Таковы-то были следствия реформы турецких постановлений, начатой султаном Махмудом и продолжаемой его сыном. Но хотя эта реформа и не оправдала всех ожиданий, из того однакожь никак не следуете, чтобы должно было поддерживать древнюю систему турецкого правления. Борьба с Грецией была последним усилием этого безжалостного и злодейского правительства, пораженного насмерть истреблением янычар и битвой при Наварине. Не то уже тогда было время, когда Европа могла [13] оставить народ христианский под игом, напоминавшим ей все жестокости оттоманского завоевания. Царствующий султан сам принял и скрепил договор новой политики, поставлявшей христианских его подданных в разряд людей...

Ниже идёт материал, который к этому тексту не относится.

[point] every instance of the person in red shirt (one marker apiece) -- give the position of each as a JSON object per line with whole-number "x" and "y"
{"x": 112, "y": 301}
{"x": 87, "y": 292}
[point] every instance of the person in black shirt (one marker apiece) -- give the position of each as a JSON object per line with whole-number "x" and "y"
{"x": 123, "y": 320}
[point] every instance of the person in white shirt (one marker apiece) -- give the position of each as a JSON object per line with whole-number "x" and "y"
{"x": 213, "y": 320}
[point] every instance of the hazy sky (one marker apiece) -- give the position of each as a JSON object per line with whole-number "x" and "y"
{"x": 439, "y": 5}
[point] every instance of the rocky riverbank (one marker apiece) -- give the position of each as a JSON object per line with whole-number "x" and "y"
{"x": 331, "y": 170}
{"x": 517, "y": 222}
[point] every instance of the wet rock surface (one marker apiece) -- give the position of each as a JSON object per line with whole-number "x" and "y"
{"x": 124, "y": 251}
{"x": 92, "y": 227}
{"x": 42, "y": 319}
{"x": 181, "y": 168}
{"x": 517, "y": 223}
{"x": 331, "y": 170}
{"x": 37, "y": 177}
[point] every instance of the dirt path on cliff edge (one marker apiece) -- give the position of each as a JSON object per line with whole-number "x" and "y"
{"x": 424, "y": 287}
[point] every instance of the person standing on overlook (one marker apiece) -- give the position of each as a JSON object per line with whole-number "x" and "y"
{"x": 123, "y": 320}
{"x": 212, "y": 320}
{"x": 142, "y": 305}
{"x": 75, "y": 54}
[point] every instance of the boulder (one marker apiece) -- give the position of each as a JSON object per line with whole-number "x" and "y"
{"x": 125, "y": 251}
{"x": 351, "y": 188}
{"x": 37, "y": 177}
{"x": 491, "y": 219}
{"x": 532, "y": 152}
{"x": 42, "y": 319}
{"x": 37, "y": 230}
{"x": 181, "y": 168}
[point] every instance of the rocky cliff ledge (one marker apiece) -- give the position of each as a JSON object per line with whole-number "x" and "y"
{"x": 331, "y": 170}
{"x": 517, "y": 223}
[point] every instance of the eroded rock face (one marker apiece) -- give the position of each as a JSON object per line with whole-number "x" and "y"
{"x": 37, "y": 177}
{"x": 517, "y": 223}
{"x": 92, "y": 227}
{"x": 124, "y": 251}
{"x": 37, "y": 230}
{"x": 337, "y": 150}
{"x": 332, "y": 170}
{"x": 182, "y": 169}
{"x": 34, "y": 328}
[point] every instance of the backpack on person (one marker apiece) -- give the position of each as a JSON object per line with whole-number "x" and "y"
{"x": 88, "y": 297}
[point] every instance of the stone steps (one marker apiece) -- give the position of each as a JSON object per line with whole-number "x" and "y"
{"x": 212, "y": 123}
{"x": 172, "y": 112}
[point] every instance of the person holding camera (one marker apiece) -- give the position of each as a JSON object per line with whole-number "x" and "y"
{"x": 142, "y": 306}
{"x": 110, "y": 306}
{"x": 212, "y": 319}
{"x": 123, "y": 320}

Им возвращена свобода Гатти-Шерифом-Гюльгане; и они, избавившись наконец от унижения, под игом которого стонали с половины XIV столетия, сделали быстрые успехи и в промышленности, и в отношении умственном. Но все еще им отказывают в самых главных преимуществах жизни гражданской: право владения землями подлежит ограничениям магометанского закона, и оно воспрещается и местным и всем иностранным христианам. Свидетельство христианина не принимается в процессах чрезвычайно сложных и запутанных в турецких судах; — и таким образом большинство народонаселения Европейской Турции унижено и поставлено наравне се кентукскими неграми. Харач, или поголовная подать, все еще собирается се христиан под предлогом самым ненавистным и оскорбительным, хотя сбор был бы в большом выигрыше, учредив налог на основаниях более благородных. Наконец, христианам не позволяется поднимать оружие в пользу правительства, между тем как турецкая армия не можете ступить шагу без помощи христианских офицеров или ренегатов. — Эта четыре оскорбительные пункта, на которые так вопиют христиане всех исповеданий, служат неиссякаемым источником всякого рода несправедливостей и угнетений; а Турки очень хорошо понимают свое положение в этом отношении, и тем, которые требуют от них, чтобы они расширили круг их терпимости, не без основания отвечают: «Зачем нам давать новые привилегии христианам? Как они ни угнетены, как ни исключены от прямого участия в правлении, но все находят средства процветать среди бесплодия и истощения нашей земли: они наши заимодавцы, а мы их должники». — Турки справедливы, говоря таким образом. Самые богатые дворцы на Босфоре, кроме тех, которые были у них отняты [14] конфискацией и отданы турецким правительственным лицам — принадлежат греческим или армянским семействам. Хотя презрение правоверных к гяурам уменьшается лишь по мере ослабления собственной веры, но они с году на год чувствуют как усиливается влияние христиан по всему лицу империи, напоминая ей, что все ее политическое здание опирается на опальных ее членах. Такое положение дел было очень хорошо схвачено г. Вайтом, в его книге: Три года в Константинополе, где он доказывает, что эдикт Гюльгане имел источником благородное внушение, но мало согласовался с политико-экономическими видами Турок, с их точки зрения.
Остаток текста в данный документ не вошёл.